I've had a couple of clipless moments before and just laugh them off but I really don't want it to happen with Isaac on the bike as I think it would put him off forever. I know the quickest solution is to go back to flats but I hate them. So I wondered whether anyone had any ideas or just to know if other people go clipless with a tag-along.


----------



## raleighnut (4 May 2015)

If you're on SPD swap over to the 'multi-release' cleats that allow an upward release as well (SH-56? they've also got a big M stamped into them) should let you get your foot out a bit quicker in that situation.


----------



## Easytigers (4 May 2015)

raleighnut said:


> If you're on SPD swap over to the 'multi-release' cleats that allow an upward release as well (SH-56? they've also got a big M stamped into them) should let you get your foot out a bit quicker in that situation.
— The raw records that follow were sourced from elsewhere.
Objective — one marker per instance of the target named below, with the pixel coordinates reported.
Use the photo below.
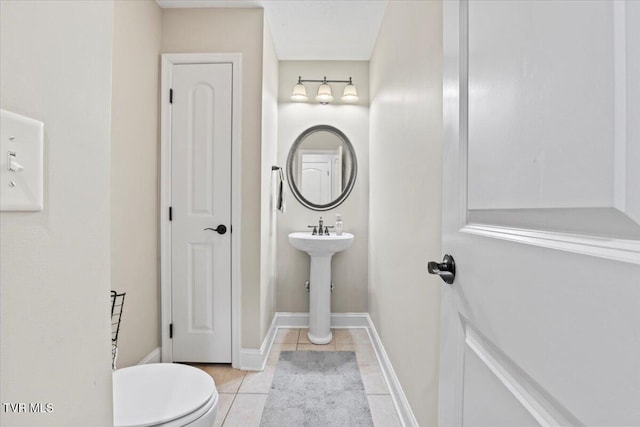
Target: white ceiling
(312, 29)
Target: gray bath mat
(317, 389)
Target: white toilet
(163, 394)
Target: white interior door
(316, 177)
(541, 213)
(201, 204)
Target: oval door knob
(445, 269)
(221, 229)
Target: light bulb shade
(350, 94)
(324, 94)
(299, 93)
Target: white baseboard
(153, 357)
(255, 360)
(338, 320)
(397, 394)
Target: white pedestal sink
(320, 249)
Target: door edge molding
(168, 60)
(614, 249)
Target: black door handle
(221, 229)
(445, 269)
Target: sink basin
(320, 245)
(321, 250)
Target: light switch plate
(21, 145)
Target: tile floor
(243, 394)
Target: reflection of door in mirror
(320, 174)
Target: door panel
(201, 198)
(540, 325)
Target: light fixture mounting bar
(324, 81)
(301, 80)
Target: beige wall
(269, 158)
(349, 268)
(234, 30)
(405, 197)
(134, 175)
(55, 66)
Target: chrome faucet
(317, 229)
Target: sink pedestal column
(320, 299)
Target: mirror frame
(352, 177)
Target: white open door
(201, 136)
(541, 213)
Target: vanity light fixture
(325, 94)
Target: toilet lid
(148, 395)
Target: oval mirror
(321, 167)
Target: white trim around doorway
(168, 61)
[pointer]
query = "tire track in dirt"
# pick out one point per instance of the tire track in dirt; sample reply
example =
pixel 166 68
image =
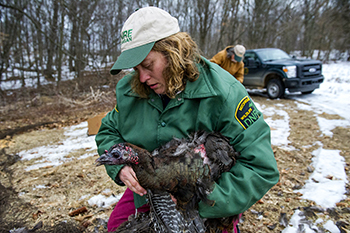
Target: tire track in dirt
pixel 294 166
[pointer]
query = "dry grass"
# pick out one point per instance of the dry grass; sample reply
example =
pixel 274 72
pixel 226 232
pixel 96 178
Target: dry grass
pixel 24 205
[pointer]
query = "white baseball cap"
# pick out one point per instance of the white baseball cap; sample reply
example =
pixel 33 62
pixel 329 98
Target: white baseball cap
pixel 140 31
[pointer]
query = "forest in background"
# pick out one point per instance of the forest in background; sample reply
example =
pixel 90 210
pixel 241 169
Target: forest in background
pixel 38 38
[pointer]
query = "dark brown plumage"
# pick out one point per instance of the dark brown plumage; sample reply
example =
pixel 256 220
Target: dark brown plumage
pixel 185 168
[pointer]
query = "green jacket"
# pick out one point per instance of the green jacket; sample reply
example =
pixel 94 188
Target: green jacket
pixel 214 102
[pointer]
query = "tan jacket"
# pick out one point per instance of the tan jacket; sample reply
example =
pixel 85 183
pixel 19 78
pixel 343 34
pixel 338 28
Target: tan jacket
pixel 236 69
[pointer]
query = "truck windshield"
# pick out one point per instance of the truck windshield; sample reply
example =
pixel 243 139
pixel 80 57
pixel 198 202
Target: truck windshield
pixel 272 54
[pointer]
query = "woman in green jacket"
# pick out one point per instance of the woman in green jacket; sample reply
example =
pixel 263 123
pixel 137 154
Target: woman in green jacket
pixel 172 92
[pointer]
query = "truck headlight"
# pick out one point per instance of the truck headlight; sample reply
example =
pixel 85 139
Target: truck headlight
pixel 291 71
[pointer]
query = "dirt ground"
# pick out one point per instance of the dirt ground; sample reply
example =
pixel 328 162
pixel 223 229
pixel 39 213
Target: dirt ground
pixel 23 205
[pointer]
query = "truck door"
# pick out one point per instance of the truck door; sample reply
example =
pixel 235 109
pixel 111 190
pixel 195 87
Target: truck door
pixel 252 70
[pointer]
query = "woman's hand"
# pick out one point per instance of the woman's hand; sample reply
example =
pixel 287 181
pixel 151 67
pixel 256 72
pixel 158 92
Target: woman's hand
pixel 128 177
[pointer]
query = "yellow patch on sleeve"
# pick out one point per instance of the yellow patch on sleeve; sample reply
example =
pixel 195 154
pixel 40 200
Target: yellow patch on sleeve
pixel 246 113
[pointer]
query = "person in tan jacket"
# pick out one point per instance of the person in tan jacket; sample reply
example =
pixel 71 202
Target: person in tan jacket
pixel 230 59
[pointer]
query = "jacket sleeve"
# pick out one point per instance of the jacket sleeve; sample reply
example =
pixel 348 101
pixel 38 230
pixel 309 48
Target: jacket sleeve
pixel 239 75
pixel 107 136
pixel 255 171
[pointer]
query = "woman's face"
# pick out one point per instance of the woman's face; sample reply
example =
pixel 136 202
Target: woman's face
pixel 151 71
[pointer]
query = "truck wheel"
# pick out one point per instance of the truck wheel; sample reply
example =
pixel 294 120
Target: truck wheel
pixel 307 92
pixel 275 89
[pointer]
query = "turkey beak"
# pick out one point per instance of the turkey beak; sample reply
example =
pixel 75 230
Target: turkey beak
pixel 106 159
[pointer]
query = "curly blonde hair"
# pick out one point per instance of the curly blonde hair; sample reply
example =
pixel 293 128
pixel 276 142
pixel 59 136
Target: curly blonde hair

Thanks Raleighnut...not heard of them before. I'll have a quick Google!


----------



## Puddles (4 May 2015)

I don't go clipless at any time... I am not sure I would want to with a small person in tow... especially knowing how they can lean suddenly to one side causing the balance to go off... but then as I don't do clipless I don't know how used to getting them out you get or how quickly you can do it which I would think is only something you can judge.

The sudden lean or moving around in the seat was something I had to get used to after changing up from a trailer to a weehoo, as the trailer would remain upright if my bike was on its side, wherease the weehoo would not..


Easytigers said:


> Hi all,
> 
> I've found the joy of being able to tow my 7yr old round some of the back lanes of the county (I'm not even going to pretend that he pedals!!!). .
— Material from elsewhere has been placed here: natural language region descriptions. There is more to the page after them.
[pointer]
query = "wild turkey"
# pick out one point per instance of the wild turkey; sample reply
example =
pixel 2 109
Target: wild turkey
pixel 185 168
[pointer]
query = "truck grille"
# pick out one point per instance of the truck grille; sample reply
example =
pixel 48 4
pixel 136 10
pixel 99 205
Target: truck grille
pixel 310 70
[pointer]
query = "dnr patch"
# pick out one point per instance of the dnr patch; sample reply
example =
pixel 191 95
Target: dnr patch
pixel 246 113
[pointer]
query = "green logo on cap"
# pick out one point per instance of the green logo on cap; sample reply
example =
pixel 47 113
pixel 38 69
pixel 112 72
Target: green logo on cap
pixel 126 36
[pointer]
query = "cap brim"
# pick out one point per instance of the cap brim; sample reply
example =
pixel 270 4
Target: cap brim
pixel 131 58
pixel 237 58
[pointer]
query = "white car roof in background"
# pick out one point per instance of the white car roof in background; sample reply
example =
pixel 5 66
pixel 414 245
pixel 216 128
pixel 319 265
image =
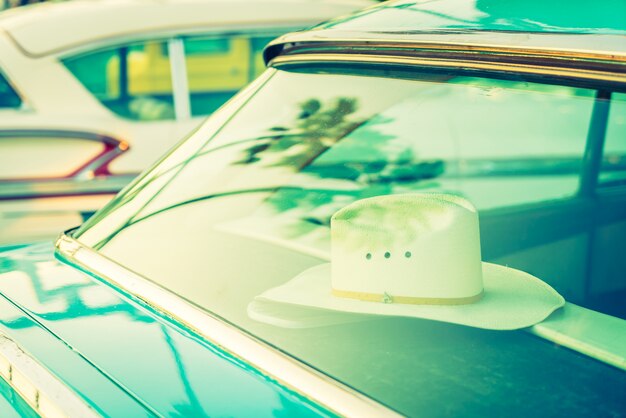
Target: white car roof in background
pixel 48 28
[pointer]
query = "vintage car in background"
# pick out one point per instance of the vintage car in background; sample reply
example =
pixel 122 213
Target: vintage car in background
pixel 151 307
pixel 142 73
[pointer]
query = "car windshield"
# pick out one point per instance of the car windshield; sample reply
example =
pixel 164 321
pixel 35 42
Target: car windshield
pixel 243 206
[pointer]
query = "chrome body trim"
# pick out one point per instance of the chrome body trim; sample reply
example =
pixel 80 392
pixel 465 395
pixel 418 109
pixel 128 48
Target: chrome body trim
pixel 582 47
pixel 288 371
pixel 113 149
pixel 63 187
pixel 47 395
pixel 516 68
pixel 591 333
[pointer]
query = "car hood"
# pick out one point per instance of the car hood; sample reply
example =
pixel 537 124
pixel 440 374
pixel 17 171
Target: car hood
pixel 120 357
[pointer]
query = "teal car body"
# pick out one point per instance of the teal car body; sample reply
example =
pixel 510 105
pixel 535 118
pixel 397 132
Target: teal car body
pixel 118 355
pixel 125 346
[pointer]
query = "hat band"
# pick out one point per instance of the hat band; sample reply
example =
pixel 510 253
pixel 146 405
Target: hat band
pixel 410 300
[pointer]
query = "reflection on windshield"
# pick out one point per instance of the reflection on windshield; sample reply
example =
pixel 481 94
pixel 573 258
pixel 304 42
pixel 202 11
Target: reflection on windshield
pixel 245 207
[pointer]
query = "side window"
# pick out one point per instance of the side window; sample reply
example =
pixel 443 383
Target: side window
pixel 613 169
pixel 217 67
pixel 134 80
pixel 8 96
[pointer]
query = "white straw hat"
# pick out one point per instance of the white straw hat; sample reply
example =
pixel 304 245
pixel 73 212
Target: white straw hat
pixel 410 255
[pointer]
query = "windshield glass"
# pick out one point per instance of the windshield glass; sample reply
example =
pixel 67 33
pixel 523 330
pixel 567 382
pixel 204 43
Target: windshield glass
pixel 244 205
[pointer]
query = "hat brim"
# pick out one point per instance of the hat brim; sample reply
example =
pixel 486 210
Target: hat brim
pixel 512 299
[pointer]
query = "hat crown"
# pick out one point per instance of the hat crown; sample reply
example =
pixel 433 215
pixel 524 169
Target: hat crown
pixel 421 248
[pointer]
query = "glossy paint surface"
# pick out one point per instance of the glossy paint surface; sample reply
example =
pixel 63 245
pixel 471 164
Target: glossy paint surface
pixel 120 357
pixel 576 16
pixel 11 404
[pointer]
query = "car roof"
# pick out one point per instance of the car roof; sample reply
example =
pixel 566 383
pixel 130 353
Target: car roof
pixel 47 28
pixel 583 40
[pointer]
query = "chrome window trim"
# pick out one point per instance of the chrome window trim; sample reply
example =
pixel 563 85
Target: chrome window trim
pixel 41 390
pixel 557 45
pixel 514 68
pixel 63 187
pixel 276 364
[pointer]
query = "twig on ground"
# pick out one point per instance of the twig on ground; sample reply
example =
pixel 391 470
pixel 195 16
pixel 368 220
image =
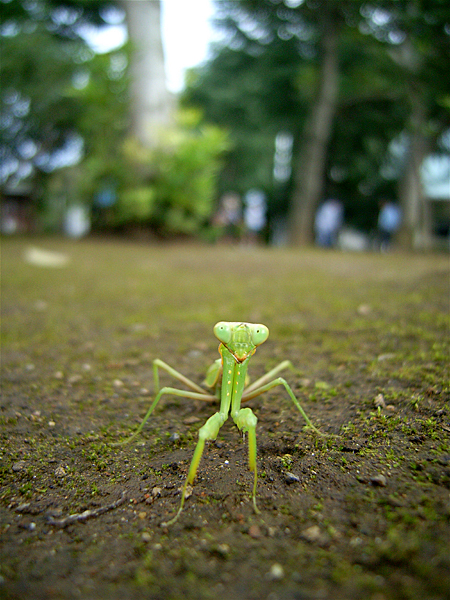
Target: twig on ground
pixel 87 514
This is more disturbing to me  get him to pedal, else it wears you out and not him... this was another reason I moved to the wee hoo a year or so ago ... Squidge (now 9 y/o) would be shattered and so would I after a long ride... User76 (Now 4 y/o) would not be at all as she had simply sat and sung and played in the trailer... after cracking the whip on the weehoo she would come back shattered too 

.


----------



## shouldbeinbed (4 May 2015)

Its not about whether you love or hate flat pedals its about safety and happiness of an unpredictable loved one you can't see when both sat in your respective positions. Also your own potential for injury if you do get wobbled off. 

Best solution until you/kids are 100% confident and competent in tagging along is flats whatever you think of them.
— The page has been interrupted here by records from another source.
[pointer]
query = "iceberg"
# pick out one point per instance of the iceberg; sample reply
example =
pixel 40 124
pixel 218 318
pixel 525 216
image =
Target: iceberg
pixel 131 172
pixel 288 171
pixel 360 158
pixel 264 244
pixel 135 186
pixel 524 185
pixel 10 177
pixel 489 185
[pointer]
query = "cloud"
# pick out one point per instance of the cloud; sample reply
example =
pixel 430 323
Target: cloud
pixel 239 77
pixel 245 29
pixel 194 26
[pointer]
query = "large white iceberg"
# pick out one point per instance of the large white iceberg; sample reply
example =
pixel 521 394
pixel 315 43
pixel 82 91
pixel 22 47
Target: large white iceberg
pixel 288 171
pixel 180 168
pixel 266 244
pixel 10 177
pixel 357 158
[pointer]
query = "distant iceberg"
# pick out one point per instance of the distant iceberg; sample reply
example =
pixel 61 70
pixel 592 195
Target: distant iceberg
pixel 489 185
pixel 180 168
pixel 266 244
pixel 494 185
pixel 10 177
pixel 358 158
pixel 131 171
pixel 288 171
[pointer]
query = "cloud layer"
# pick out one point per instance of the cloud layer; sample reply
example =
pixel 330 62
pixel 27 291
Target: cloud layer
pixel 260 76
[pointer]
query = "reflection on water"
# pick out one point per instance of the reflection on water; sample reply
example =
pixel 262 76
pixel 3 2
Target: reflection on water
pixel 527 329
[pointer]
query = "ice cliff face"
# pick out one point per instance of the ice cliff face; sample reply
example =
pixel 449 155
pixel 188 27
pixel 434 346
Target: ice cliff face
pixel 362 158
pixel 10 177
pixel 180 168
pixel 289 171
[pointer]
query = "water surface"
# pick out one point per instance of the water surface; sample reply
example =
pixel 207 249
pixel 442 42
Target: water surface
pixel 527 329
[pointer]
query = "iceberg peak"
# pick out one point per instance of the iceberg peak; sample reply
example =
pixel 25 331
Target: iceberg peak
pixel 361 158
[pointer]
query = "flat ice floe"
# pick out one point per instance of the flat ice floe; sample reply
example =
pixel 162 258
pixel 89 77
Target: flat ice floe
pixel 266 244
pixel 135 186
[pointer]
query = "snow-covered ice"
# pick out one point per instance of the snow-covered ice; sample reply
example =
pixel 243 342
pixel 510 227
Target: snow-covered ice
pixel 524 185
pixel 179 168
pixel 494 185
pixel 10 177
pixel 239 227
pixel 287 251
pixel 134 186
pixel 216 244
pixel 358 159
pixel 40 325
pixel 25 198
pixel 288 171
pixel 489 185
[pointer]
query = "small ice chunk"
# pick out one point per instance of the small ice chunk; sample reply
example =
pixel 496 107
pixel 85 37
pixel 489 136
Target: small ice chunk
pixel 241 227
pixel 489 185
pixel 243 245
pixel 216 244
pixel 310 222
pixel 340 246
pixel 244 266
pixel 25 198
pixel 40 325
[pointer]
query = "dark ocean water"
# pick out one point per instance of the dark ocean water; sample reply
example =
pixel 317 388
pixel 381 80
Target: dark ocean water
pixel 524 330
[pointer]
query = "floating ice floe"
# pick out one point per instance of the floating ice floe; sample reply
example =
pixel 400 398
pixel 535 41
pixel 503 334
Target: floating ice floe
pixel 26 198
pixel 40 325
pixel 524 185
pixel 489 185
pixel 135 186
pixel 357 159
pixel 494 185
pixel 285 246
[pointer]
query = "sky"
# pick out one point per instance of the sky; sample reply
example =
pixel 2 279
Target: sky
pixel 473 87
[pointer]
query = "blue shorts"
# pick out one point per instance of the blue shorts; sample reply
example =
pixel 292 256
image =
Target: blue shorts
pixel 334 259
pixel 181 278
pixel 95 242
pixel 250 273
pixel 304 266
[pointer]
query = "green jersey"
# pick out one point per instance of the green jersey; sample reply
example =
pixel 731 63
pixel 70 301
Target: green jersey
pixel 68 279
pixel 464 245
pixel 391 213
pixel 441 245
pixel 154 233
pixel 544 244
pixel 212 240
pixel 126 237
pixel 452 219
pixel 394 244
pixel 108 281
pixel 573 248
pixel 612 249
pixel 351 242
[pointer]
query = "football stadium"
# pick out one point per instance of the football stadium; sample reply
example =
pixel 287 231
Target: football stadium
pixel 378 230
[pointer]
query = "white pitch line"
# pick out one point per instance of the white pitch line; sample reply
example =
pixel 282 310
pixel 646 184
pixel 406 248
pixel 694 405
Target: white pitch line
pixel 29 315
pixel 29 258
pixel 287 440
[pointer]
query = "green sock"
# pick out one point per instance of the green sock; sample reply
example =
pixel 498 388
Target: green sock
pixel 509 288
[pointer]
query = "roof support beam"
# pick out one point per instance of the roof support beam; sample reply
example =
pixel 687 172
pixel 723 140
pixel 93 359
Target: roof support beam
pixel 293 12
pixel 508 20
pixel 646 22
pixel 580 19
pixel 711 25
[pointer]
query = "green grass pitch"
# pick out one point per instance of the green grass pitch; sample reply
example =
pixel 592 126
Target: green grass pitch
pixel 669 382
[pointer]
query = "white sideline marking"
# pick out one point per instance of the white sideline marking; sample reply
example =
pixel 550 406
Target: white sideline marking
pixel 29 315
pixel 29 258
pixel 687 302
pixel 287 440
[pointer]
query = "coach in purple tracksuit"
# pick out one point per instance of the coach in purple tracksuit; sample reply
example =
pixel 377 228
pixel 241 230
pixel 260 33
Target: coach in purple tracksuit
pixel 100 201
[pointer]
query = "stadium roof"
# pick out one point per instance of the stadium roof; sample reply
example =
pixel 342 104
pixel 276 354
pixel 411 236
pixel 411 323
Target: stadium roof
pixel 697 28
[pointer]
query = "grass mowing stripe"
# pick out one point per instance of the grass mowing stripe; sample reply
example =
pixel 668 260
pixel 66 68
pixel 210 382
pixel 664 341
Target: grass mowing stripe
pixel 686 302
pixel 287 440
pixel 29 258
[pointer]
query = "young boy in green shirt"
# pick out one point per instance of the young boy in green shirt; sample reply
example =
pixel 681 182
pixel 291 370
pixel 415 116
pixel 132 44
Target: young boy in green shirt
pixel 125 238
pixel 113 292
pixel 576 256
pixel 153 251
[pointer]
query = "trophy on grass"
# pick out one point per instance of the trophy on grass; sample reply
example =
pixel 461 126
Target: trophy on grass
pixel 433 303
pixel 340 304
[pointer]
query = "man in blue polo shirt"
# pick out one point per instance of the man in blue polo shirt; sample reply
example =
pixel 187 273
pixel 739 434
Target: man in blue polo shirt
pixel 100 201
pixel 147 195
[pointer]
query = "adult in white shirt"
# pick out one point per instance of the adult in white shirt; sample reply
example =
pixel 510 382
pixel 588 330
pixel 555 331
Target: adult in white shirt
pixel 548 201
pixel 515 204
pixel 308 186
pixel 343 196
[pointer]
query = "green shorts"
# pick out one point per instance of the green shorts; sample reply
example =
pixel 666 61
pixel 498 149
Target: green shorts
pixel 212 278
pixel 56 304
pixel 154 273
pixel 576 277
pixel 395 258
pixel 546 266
2nd best solution is consider dual sided, e.g. Shimano M324, pedals and you unclip to the flat side while you're still moving quickly enough for gyroscopic effect to help save any wobbles as you are getting ready to slow or stop.


----------



## Angry Blonde (4 May 2015)

Can you not learn him to ride his own bike ? Not that its an easy task my five year old girl is having none of it


----------



## Easytigers (4 May 2015)

Angry Blonde said:


> Can you not learn him to ride his own bike ? Not that its an easy task my five year old girl is having none of it


I did try! It was just the balance, steering, pedalling and braking that he couldn't get... Other than that he was fine!


----------



## simon the viking (4 May 2015)

Angry Blonde said:


> Can you not learn him to ride his own bike ? Not that its an easy task my five year old girl is having none of it



Little-un (7 at the time) wasn't bothered about learning and just kept showing no effort when we tried..... Until he came back his mates house upset because the others there could... Within an hour he sorted it .... Positive peer pressure we called it... Cost me a new bike though as his old one was too small


----------



## derrick (4 May 2015)

Did London to Cambridge last year with clipless. Never had a problem.


----------



## Easytigers (5 May 2015)

derrick said:


> Did London to Cambridge last year with clipless. Never had a problem.


That's very cool! Never thought to attach one to a road bike!


----------